PAGE and determination of molecular mass of MDH purified from the C. magnoliae. (A) Native PAGE; (A-a) activity staining after native PAGE; (B) SDS-PAGE. The enzyme solution was run on a 10% (wt/vol) polyacrylamide slab gel as described in Materials and Methods. The arrow indicates the protein band containing MDH. (C) Determination of the M_r of native C. magnoliae MDH, purified according to the present method, by gel filtration chromatography. The chromatography runs were performed as described in Materials and Methods. The arrow indicates the position for the MDH M_r from C. magnoliae. K_av = (V_e − V_o)/(V_t − V_o); V_e, elution volume of protein; V_o, elution volume of Blue Dextran 2000; V_t, total bed volume.

FIG. 3.

Comparison of internal amino acid sequences of C. magnoliae MDH with those of other SDRs, including MDHs (A. bisporus [26], Drosophila ADH [38], Bactrocera oleae ADH [7], E. coli gluconate DH [5], and Klebsiella aerogenes ribitol DH [18]). The domain names αB, βD, and βF were assigned by Jörnvall et al. (28).
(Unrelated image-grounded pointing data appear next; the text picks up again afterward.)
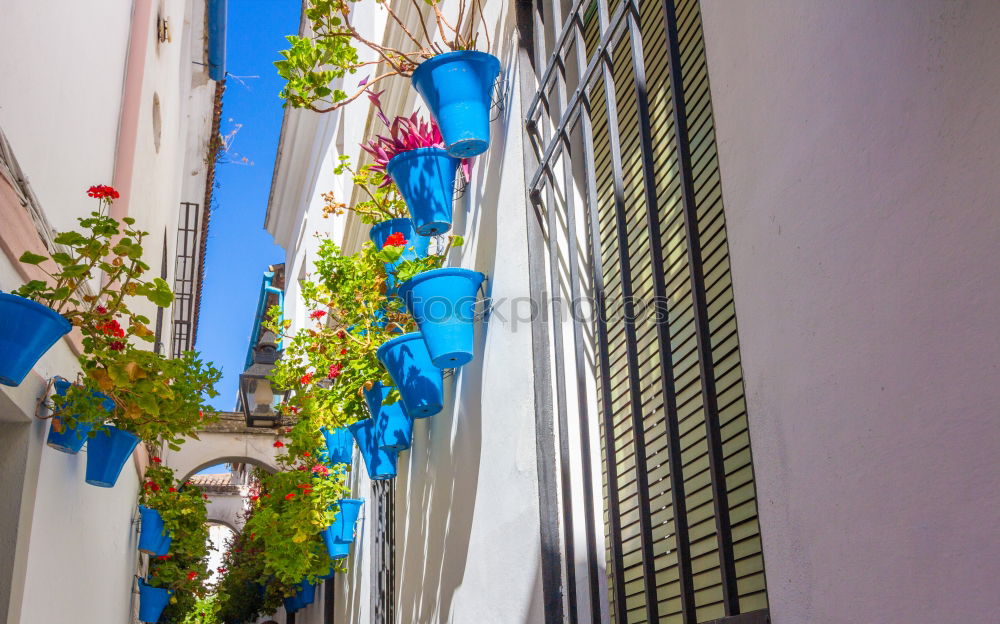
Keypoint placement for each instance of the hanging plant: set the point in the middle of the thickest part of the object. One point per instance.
(294, 506)
(185, 569)
(38, 313)
(328, 364)
(331, 52)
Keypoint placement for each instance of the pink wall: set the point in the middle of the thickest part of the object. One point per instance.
(860, 153)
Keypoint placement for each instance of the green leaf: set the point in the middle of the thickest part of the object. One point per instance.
(30, 258)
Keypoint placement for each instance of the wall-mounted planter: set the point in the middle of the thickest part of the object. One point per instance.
(27, 331)
(71, 440)
(292, 603)
(426, 179)
(420, 383)
(339, 445)
(393, 426)
(443, 303)
(339, 535)
(307, 593)
(458, 89)
(107, 453)
(152, 601)
(417, 246)
(380, 463)
(154, 539)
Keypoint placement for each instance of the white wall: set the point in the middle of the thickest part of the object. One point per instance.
(859, 144)
(467, 539)
(62, 71)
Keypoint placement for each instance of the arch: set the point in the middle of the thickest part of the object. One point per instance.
(227, 441)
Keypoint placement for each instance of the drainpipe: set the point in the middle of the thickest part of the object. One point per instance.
(128, 118)
(217, 12)
(265, 289)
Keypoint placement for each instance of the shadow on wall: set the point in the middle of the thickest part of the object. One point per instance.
(437, 488)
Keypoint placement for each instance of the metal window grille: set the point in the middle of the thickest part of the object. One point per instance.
(645, 475)
(185, 278)
(384, 552)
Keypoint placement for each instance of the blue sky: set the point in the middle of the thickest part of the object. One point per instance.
(239, 249)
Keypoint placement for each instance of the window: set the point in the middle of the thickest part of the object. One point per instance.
(648, 496)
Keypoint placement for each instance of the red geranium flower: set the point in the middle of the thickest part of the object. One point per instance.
(396, 239)
(101, 191)
(335, 370)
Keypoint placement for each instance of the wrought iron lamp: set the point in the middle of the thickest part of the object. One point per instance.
(257, 397)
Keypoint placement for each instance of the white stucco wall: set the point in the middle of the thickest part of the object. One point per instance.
(859, 144)
(467, 539)
(68, 548)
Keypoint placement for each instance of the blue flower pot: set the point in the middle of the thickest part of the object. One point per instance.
(458, 89)
(72, 440)
(417, 246)
(420, 383)
(152, 601)
(27, 331)
(306, 594)
(426, 179)
(154, 539)
(339, 445)
(380, 463)
(107, 453)
(393, 426)
(292, 603)
(443, 303)
(339, 535)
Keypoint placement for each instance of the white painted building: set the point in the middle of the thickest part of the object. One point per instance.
(115, 93)
(854, 147)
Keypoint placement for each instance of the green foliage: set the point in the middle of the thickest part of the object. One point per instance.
(156, 397)
(245, 591)
(410, 268)
(327, 365)
(294, 506)
(185, 568)
(311, 63)
(106, 246)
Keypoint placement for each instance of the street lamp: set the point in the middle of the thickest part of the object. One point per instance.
(256, 394)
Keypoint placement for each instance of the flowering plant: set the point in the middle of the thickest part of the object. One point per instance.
(329, 363)
(244, 591)
(312, 63)
(185, 568)
(382, 199)
(294, 506)
(405, 134)
(155, 397)
(394, 248)
(103, 245)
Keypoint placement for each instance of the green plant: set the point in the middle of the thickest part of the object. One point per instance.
(245, 591)
(328, 364)
(104, 245)
(406, 269)
(312, 63)
(185, 568)
(155, 397)
(294, 506)
(382, 202)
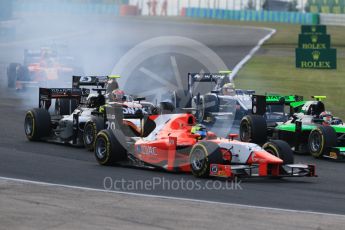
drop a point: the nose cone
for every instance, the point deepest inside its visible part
(261, 156)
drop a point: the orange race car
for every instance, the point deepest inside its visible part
(175, 142)
(40, 68)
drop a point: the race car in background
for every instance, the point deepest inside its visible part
(45, 67)
(225, 102)
(86, 117)
(222, 102)
(310, 128)
(176, 143)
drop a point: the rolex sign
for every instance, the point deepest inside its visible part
(316, 58)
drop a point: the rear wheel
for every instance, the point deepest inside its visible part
(253, 128)
(65, 106)
(321, 139)
(109, 147)
(91, 129)
(202, 156)
(37, 124)
(280, 149)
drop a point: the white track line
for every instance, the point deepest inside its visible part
(170, 197)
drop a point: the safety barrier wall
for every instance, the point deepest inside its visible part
(65, 7)
(248, 15)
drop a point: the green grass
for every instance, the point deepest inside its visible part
(272, 69)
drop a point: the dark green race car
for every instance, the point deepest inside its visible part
(310, 128)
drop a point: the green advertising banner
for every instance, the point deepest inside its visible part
(326, 6)
(314, 41)
(316, 29)
(316, 58)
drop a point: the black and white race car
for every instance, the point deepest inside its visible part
(80, 127)
(218, 103)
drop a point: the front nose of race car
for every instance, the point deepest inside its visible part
(262, 156)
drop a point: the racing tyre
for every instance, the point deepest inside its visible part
(280, 149)
(182, 99)
(253, 128)
(91, 129)
(202, 156)
(200, 109)
(37, 124)
(65, 106)
(12, 75)
(108, 147)
(321, 139)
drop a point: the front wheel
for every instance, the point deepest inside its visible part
(37, 124)
(91, 129)
(109, 148)
(280, 149)
(12, 75)
(202, 156)
(253, 128)
(321, 139)
(199, 106)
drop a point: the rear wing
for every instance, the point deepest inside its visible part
(205, 77)
(47, 94)
(98, 81)
(260, 102)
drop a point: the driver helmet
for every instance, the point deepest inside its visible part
(199, 129)
(112, 85)
(117, 95)
(228, 89)
(326, 116)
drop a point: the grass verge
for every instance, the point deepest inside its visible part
(272, 69)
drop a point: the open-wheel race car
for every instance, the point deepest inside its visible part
(177, 143)
(309, 129)
(79, 112)
(230, 104)
(42, 68)
(222, 102)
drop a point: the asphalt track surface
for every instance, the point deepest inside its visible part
(75, 166)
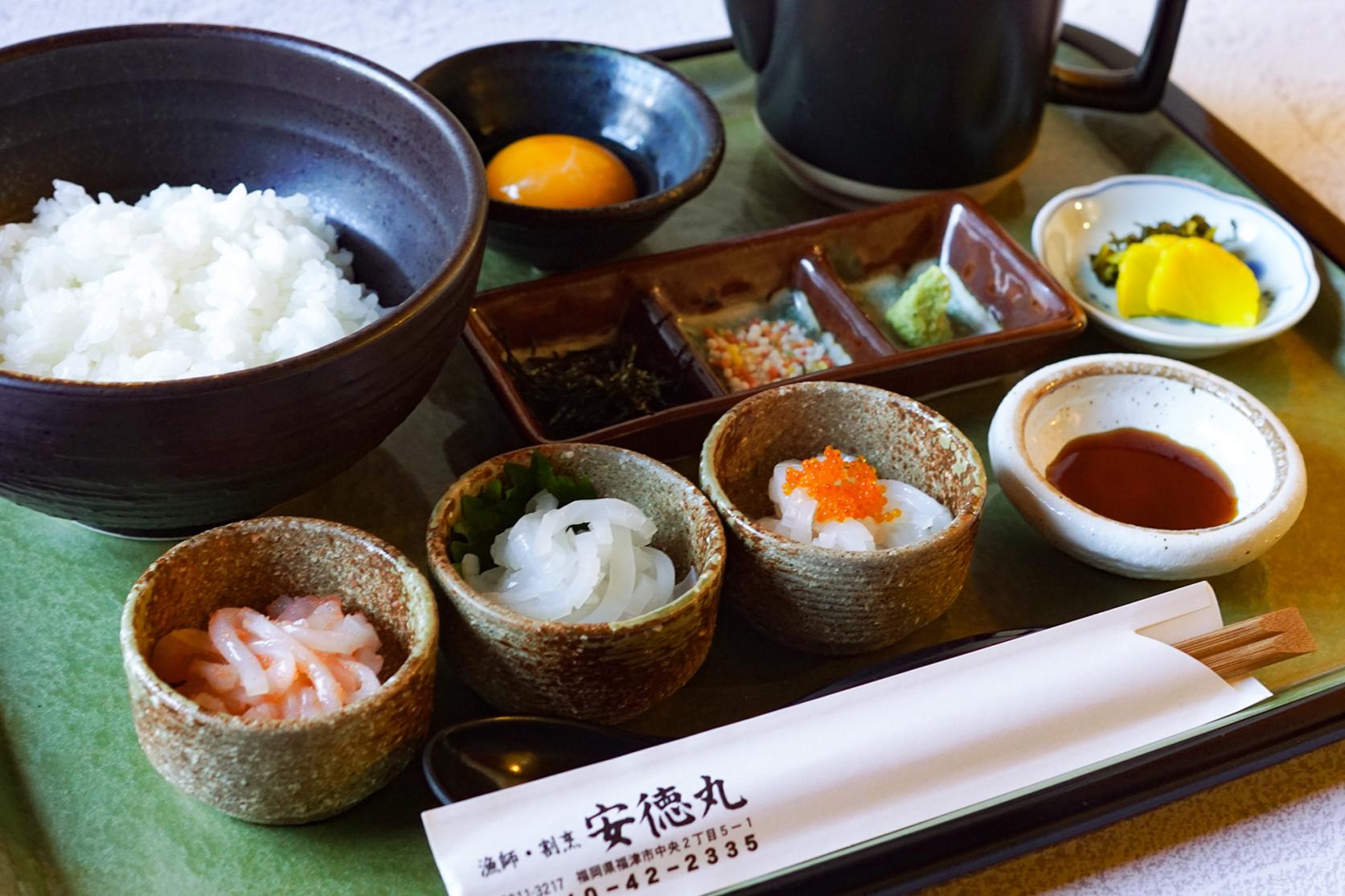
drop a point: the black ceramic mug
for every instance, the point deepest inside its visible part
(871, 100)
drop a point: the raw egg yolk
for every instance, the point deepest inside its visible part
(559, 171)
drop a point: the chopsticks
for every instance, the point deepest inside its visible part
(1243, 648)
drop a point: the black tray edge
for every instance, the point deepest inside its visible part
(1155, 778)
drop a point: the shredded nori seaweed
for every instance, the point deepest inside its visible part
(591, 387)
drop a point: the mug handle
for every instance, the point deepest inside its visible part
(1135, 89)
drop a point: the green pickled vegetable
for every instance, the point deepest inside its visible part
(1106, 261)
(502, 503)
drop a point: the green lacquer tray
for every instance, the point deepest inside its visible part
(82, 812)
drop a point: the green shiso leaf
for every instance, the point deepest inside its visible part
(499, 506)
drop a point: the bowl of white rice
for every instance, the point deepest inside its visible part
(230, 264)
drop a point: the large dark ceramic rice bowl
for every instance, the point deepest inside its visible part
(127, 109)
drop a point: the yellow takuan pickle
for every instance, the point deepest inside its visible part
(1187, 277)
(843, 489)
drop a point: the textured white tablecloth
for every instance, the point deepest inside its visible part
(1271, 69)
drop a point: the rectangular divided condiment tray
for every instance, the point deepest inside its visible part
(81, 810)
(829, 280)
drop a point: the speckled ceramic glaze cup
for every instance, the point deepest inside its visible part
(292, 770)
(819, 599)
(596, 672)
(1192, 407)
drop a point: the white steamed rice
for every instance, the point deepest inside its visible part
(185, 283)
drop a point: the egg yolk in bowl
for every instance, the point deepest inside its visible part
(559, 171)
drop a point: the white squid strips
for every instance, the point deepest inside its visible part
(304, 658)
(589, 561)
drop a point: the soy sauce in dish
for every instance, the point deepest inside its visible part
(1143, 478)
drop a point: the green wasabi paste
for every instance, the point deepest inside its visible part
(921, 315)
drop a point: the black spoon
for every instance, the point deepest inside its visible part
(485, 755)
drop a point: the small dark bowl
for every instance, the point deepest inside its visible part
(661, 124)
(127, 109)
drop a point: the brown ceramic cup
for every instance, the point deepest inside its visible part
(596, 672)
(819, 599)
(292, 770)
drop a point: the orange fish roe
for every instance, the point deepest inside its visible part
(843, 489)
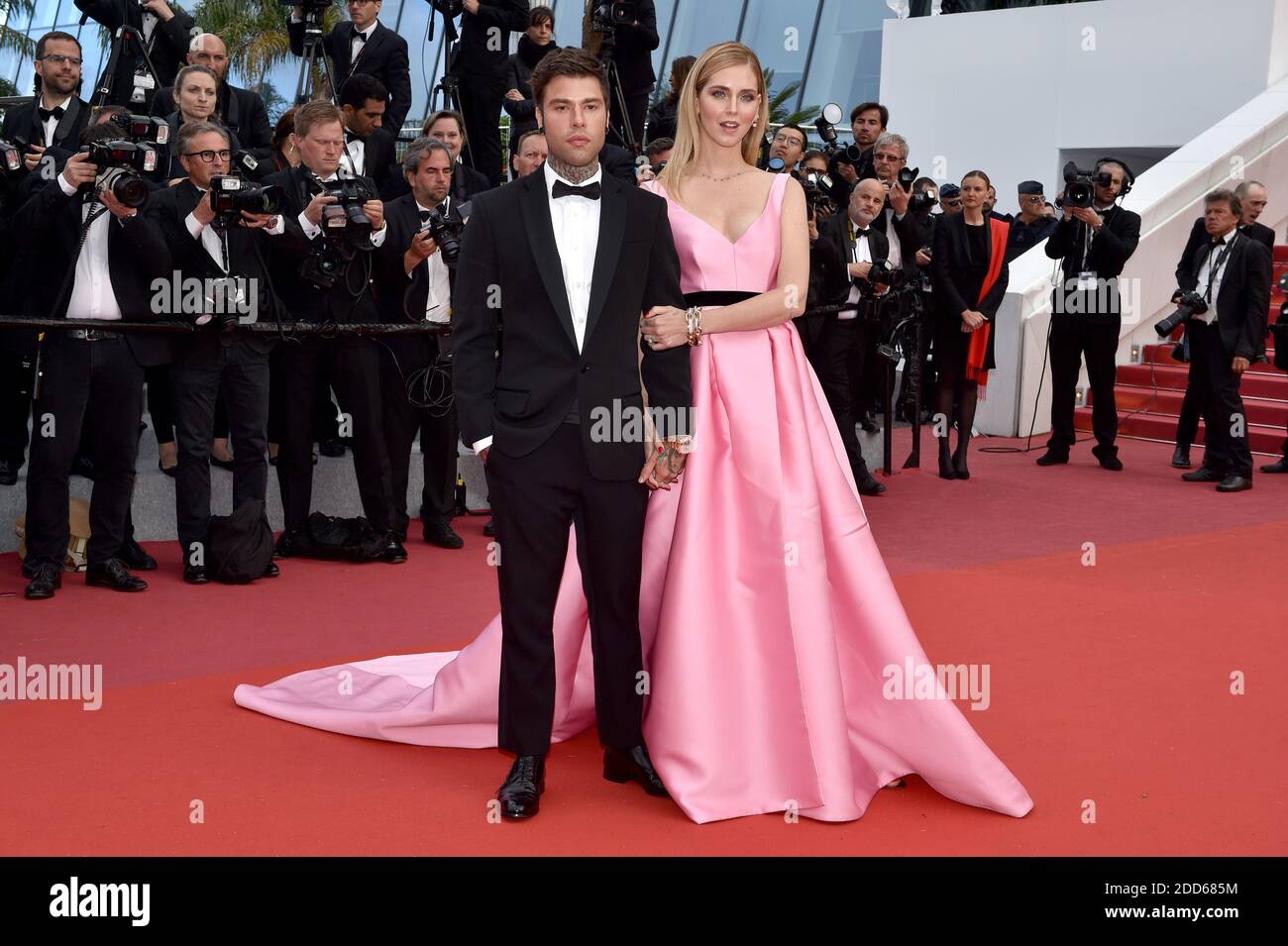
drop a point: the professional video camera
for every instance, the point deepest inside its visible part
(1190, 304)
(446, 231)
(120, 167)
(1080, 187)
Residues given against a black background are those conserved in more than 90% of the sequences aligned, and boxed residues are conserved in more than half of the aligned sequences. The percentages are given according to the results of complete alignment with the 57 enzymes in reference .

FIG. 4.

Effects of substrate concentration on the activities of MDH. MDH activity of the enzyme (1 U) was measured in the presence of the indicated concentrations of d-fructose and 0.25 mM NADPH, at pH 7.5. The inset shows a Lineweaver-Burk plot of initial velocity versus various fixed d-fructose concentrations. Each value represents the mean of triplicate measurements and varied from the mean by not more than 10%.

FIG. 5.

Graphical analysis of the inhibition of C. magnoliae MDH by mannitol. The effects of increasing mannitol (product) concentration on the apparent K_m and V_max values for fructose and NADPH were examined. Analysis of these data by double-reciprocal plots indicated that mannitol inhibited MDH noncompetitively with respect to fructose (A) and NADPH (B). In panel C, the secondary plots for noncompetitive inhibition with fructose and NADPH are shown. The mannitol product binds to MDH with a K_i of 188 mM.